The information did not make it to her lungs. They already felt as though they were going to explode and when she was forced to stop to catch her breath it also gave her body time for the pain in her ankle to register. That was when she remembered the phone in the garage block. She could have rung through to the entrance gate—someone would be there now, ready to warn Kamel. She was trying to decide between the options of going back to the phone or trying to intercept him when she saw a really ancient bike propped up against a wall.
Sending up a silent thanks to whoever had left it there, she climbed aboard and began to pedal through the trees.
* * *
Kamel had gunned his way out of the garage.
It all happened so fast the sequence of events was a blur: the car appearing, throwing herself into the road, arms waving, then the crunch of metal as the front of the Aston Martin embedded itself into a tree.
I’ve killed him!
She felt empty, her body was numb—and then the door of the car was being wrenched open. It actually fell off its hinges as Kamel—large, very alive and in what appeared to be a towering rage—vaulted from the vehicle. The feeling rushed back and she began to laugh and cry at the same time.
‘You little fool! What the hell were you doing? I could have killed you!’ Looking white and shaken and a million miles from his indestructibly assured self, Kamel took her roughly by the shoulders and wrenched her around to face him. He registered the tears sliding down her face and hissed out a soft curse. How could you yell at someone who looked like that? ‘You just took ten years off my life.’ If he had no Hannah he would have no life; the blinding insight stretched his self-control to the limit.
‘I had to stop you—the car, the brakes...’
His ferocious frown deepened. ‘How the hell did you know about the brakes?’
She wiped the tears from her cheeks with the back of one hand and sniffed. ‘You knew?’
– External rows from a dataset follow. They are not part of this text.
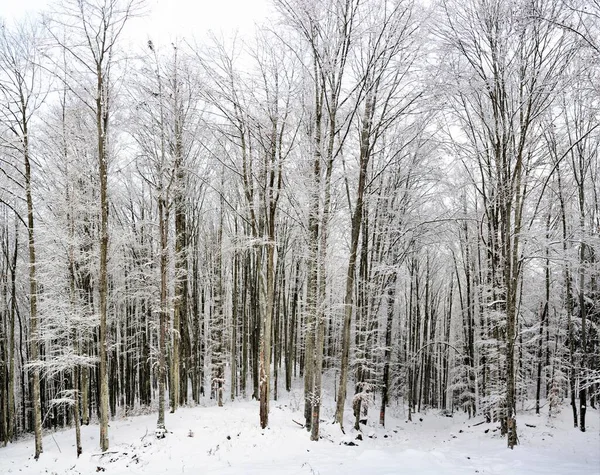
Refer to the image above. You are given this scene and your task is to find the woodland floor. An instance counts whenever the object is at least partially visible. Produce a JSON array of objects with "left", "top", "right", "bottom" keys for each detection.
[{"left": 0, "top": 390, "right": 600, "bottom": 475}]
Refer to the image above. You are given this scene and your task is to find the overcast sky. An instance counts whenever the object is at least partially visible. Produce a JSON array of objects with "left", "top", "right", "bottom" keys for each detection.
[{"left": 0, "top": 0, "right": 270, "bottom": 41}]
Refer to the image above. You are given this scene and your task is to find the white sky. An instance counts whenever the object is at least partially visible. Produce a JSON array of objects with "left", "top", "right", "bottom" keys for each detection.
[{"left": 0, "top": 0, "right": 271, "bottom": 42}]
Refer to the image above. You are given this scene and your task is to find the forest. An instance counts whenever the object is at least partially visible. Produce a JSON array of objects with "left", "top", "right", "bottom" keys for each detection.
[{"left": 0, "top": 0, "right": 600, "bottom": 459}]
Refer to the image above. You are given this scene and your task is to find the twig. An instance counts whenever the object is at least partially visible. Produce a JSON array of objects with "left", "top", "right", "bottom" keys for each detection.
[
  {"left": 292, "top": 419, "right": 304, "bottom": 429},
  {"left": 52, "top": 434, "right": 62, "bottom": 454}
]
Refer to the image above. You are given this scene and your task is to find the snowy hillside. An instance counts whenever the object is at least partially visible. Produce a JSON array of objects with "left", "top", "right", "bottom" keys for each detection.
[{"left": 0, "top": 392, "right": 600, "bottom": 475}]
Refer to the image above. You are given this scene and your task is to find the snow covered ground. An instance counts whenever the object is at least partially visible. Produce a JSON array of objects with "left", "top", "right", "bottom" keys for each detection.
[{"left": 0, "top": 391, "right": 600, "bottom": 475}]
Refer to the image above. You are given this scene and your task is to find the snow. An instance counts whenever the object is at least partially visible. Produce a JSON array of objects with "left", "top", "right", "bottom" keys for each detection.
[{"left": 0, "top": 391, "right": 600, "bottom": 475}]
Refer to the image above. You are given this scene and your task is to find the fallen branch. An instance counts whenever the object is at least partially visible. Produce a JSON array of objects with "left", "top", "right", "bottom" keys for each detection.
[{"left": 91, "top": 451, "right": 120, "bottom": 457}]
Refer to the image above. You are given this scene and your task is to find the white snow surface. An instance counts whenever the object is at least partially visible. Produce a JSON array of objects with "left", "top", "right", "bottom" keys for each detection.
[{"left": 0, "top": 391, "right": 600, "bottom": 475}]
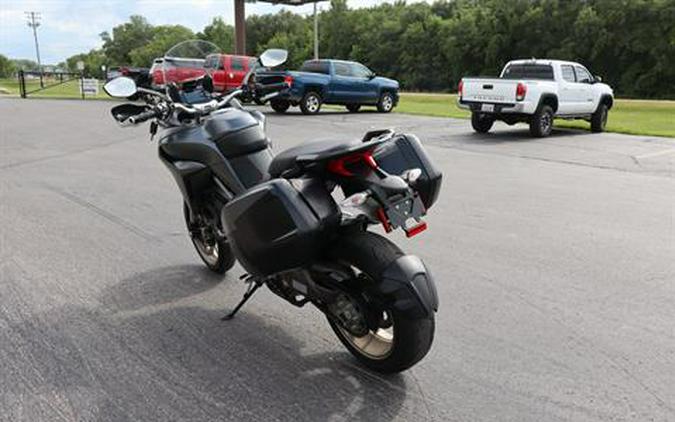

‘I stopped a few yards after I left the garage.’ To ask himself what the hell he was doing. Throwing some sort of tantrum because she didn’t immediately express unconditional trust? He’d moved the goalposts of this relationship on an almost daily basis. Hell, at the start, he hadn’t even wanted a relationship. If he had to work for her trust, he would. ‘Or tried to.’ He had used the gears to slow down to a crawl, planning to pull over at an appropriate place, which was the only reason he had not hit Hannah.
He closed his eyes and swallowed, reliving the nightmare moment when she had rushed into the road.
‘So you knew about what he tried to do?’
‘Who tried to do what?’
‘The colonel. He cut your brakes and I think he might be the one who sent the photos.’
Understanding softened his dark eyes as he placed a thumb under her chin, tilting her tear-stained face up to him. ‘Really sweetheart, that man can’t hurt you and I promise you will never have to see him again.’
She pulled away from him. ‘No!’ she gritted emphatically through clenched teeth. ‘Don’t look at me like that, and don’t even think about humouring me. I am not imagining things and it was you he was trying to hurt. You humiliated him. I saw the way he looked at you tonight, and then when I followed you he was in the garage and he didn’t want to be seen. So when I saw the brake fluid I knew...’ She pressed a hand to her chest and gulped back a sob and whispered, ‘I had to stop you.’
‘You were following me?’
‘I just told you—someone tried to kill you.’
‘I’ll look into it. He will be brought to justice if he is guilty.’ There was no hint of doubt in Kamel’s voice. ‘You followed me?’
She nodded.
‘Why?’ He hooked a finger under her chin and forced her to look at him, Hannah met his interrogative dark stare steadily, not trying to look away, feeling weirdly calm now the moment was here.